BEC aus Europium-Atomen hergestellt

BEC aus Europium-Atomen hergestellt
BEC aus Europium-Atomen hergestellt

Seit der Herstellung der ersten Bose-Einstein-Kondensation (BEC) im Jahr 1995 haben Wissenschaftler Atome in BECs gekühlt und eingefangen, um verschiedene Themen in Quanten-Vielteilchensystemen zu untersuchen. Der Einschluss des Atoms bestimmt die scheinbaren Eigenschaften eines BEC. Daher sind Wissenschaftler daran interessiert, Kondensat aus möglichst vielen Atomspezies zu erzeugen. Zu diesem Zweck wurde von Yuki Miyazawa vom Tokyo Institute of Technology und Kollegen ein BEC aus Europiumatomen hergestellt.

Starke, magnetische Dipol-Dipol-Wechselwirkungen werden von Europiumatomen genutzt, um aufgrund ihrer ungewöhnlich symmetrischen elektronischen Struktur miteinander zu kommunizieren. Aus einer Kombination dieser Eigenschaften muss ein BEC resultieren, bei dem die spinabhängigen Wechselwirkungen von Atomen geringer sind als die Dipolwechselwirkungen – ein bisher unbekanntes Regime.

Als Ergebnis öffnet diese Entdeckung die Tür zur Entdeckung neuer Fakten über den Spin.

Um ein BEC aus Europium herzustellen, haben Miyazawa und Kollegen Europiumatome in einer optischen Falle eingeschlossen, die aus zwei gekreuzten Lasern besteht.
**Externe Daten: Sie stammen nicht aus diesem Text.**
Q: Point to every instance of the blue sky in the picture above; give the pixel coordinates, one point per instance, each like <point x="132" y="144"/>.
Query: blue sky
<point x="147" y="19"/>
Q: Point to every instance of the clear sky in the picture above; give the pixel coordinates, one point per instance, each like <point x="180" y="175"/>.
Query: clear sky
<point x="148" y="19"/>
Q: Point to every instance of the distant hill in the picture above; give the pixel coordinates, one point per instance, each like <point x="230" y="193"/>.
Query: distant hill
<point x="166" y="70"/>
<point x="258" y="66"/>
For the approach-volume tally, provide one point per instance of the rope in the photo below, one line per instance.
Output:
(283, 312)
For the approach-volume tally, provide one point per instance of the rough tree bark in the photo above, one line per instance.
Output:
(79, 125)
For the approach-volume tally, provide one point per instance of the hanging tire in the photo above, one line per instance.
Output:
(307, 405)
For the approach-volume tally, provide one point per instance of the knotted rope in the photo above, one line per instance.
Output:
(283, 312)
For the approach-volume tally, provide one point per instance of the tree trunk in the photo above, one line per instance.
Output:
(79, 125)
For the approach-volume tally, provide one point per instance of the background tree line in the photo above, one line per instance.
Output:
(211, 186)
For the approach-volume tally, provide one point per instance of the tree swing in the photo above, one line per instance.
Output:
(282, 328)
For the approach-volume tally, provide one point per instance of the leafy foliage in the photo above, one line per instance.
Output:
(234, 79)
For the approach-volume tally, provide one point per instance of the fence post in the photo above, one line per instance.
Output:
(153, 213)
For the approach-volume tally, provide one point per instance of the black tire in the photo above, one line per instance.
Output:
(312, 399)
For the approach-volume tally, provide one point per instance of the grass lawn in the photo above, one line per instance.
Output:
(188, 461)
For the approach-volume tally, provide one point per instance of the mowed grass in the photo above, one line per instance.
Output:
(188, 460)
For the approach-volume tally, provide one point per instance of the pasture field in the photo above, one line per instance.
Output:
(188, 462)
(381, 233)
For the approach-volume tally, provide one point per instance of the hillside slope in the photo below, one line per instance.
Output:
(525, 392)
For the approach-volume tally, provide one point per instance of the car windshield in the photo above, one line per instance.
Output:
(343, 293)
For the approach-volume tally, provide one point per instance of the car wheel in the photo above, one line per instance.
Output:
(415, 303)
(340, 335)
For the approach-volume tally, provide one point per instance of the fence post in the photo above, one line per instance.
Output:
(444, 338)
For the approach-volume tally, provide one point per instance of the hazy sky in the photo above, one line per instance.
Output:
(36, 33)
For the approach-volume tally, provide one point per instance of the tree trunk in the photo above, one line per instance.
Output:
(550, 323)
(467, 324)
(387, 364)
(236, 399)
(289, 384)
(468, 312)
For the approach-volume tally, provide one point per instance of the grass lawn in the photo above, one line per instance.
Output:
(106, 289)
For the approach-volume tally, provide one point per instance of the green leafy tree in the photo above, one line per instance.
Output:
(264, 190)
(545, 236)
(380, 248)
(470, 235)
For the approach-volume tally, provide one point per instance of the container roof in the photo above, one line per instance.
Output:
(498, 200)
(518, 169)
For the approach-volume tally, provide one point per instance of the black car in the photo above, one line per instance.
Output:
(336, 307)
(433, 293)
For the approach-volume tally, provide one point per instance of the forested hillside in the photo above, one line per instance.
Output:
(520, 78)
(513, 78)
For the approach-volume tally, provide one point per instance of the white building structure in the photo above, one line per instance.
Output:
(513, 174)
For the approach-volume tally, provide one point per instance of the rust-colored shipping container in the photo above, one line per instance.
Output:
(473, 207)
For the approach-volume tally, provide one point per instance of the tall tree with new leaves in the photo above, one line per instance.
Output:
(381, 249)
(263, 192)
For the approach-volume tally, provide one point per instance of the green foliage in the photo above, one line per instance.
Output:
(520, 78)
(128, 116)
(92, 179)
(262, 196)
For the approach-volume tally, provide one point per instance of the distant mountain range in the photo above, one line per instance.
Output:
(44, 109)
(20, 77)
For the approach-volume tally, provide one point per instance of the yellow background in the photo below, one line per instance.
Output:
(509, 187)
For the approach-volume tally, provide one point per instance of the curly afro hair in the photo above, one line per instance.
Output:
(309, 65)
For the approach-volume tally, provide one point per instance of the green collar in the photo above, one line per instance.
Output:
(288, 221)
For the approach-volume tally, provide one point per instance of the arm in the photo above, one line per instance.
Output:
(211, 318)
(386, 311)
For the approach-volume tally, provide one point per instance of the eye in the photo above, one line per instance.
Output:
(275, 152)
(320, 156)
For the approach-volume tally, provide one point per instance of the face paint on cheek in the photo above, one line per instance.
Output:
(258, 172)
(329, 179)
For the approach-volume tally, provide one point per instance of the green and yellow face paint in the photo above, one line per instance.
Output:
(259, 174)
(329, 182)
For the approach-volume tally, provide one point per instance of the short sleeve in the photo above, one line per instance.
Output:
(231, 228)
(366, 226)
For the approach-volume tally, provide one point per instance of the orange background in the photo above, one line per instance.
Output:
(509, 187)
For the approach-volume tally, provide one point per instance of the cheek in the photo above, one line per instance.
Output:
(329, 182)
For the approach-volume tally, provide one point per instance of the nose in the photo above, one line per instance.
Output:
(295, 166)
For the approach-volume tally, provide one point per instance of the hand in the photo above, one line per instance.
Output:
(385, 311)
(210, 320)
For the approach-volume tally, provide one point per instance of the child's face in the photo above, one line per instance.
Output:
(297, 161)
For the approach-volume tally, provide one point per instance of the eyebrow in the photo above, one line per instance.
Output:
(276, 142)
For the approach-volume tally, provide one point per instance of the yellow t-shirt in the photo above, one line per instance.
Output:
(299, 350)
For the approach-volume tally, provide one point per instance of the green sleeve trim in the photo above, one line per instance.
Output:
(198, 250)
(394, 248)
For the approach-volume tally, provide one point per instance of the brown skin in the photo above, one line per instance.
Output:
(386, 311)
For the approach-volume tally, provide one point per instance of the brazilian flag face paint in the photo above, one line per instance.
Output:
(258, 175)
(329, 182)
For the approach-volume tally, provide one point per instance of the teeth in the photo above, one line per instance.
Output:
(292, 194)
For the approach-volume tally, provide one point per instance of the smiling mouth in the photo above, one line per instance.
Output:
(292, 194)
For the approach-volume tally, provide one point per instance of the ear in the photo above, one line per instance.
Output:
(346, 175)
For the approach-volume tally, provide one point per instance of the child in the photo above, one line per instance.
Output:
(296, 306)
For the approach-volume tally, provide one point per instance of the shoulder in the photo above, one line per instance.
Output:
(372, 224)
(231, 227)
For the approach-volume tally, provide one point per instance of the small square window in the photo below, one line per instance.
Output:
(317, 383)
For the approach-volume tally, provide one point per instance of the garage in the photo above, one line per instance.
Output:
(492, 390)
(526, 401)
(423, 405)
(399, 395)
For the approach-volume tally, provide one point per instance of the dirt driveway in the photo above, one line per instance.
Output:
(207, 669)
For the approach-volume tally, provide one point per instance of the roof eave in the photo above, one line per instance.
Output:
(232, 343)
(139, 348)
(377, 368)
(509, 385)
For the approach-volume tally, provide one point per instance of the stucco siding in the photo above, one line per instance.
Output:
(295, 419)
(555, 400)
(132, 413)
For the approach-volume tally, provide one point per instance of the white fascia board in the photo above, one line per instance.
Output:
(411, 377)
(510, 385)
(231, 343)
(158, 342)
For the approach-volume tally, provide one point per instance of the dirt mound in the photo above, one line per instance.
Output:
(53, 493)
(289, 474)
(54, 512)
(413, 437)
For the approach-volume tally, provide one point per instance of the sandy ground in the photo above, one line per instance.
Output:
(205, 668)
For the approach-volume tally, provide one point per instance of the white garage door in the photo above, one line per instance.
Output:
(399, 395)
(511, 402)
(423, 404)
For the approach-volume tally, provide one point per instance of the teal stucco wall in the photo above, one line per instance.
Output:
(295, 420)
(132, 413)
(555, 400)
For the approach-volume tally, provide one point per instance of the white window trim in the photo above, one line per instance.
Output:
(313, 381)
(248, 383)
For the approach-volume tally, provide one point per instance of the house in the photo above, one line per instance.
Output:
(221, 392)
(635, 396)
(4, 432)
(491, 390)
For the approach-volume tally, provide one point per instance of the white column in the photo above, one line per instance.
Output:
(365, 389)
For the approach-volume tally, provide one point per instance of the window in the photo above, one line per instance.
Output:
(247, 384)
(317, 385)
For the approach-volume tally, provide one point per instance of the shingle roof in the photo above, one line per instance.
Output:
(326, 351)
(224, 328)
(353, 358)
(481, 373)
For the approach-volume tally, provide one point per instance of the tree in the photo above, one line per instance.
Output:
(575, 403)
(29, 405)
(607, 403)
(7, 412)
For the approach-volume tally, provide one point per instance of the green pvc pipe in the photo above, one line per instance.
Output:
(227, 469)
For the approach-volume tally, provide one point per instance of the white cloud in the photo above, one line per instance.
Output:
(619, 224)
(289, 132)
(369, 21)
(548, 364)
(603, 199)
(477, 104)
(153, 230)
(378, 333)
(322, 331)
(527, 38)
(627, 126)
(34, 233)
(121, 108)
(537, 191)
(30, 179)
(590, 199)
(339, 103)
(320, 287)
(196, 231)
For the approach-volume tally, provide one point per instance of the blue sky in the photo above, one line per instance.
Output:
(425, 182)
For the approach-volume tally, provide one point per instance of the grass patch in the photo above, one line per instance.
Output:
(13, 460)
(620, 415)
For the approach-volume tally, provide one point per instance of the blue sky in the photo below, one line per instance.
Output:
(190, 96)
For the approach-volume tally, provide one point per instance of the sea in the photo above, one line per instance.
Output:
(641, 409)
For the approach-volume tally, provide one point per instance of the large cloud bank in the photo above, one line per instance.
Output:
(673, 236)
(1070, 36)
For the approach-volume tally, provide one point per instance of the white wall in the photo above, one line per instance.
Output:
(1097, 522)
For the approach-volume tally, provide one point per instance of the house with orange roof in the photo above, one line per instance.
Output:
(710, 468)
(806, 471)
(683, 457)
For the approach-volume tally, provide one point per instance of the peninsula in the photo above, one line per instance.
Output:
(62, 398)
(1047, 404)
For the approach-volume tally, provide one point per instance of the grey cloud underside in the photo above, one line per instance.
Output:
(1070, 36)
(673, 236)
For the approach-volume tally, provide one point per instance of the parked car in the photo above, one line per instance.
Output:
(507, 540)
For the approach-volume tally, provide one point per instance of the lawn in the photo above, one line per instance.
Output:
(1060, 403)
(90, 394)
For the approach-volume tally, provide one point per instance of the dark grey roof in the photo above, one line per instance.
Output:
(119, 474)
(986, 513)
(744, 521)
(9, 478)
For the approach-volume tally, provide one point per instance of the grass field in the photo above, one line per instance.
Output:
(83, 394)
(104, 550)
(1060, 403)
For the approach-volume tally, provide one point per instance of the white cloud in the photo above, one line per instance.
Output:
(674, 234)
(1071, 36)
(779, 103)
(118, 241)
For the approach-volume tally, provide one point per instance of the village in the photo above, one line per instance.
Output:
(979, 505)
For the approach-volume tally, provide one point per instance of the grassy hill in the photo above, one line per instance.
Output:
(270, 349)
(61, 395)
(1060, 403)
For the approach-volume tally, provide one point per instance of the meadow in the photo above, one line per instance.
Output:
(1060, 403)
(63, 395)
Die Wissenschaftler verwendeten Verdunstungskühlung, um die Atome dort konzentriert zu halten, wo sich die Laser schneiden, während sie die Intensität eines der Laser verringerten.

Gruppe 5×10bildeten ein BEC mit Atomen. Miyazawa und seine Kollegen entdeckten, dass sie die Stärke dieser Verbindungen kontrollieren konnten, indem sie dem BEC ein sehr schwaches Magnetfeld hinzufügten und Techniken zur Überwachung von Wechselwirkungen zwischen Atomen im Nahbereich verwendeten. Experten zufolge wird die Einführung dieser Steuerung es Wissenschaftlern ermöglichen, brandneue BEC-Quantenphasen zu entwickeln.

Die Wissenschaftler entdeckten auch Beweise dafür, dass der Zusammenbruch des BEC und die Strukturentwicklung darin beide auf intensive dipolare Wechselwirkungen von Atomen in Bildern der räumlichen Verteilung von Atomen zurückzuführen sind. Diese Beobachtung legt nahe, dass die spinabhängigen Wechselwirkungen mit diesen dipolaren Wirkungen innerhalb des BEC konkurrieren.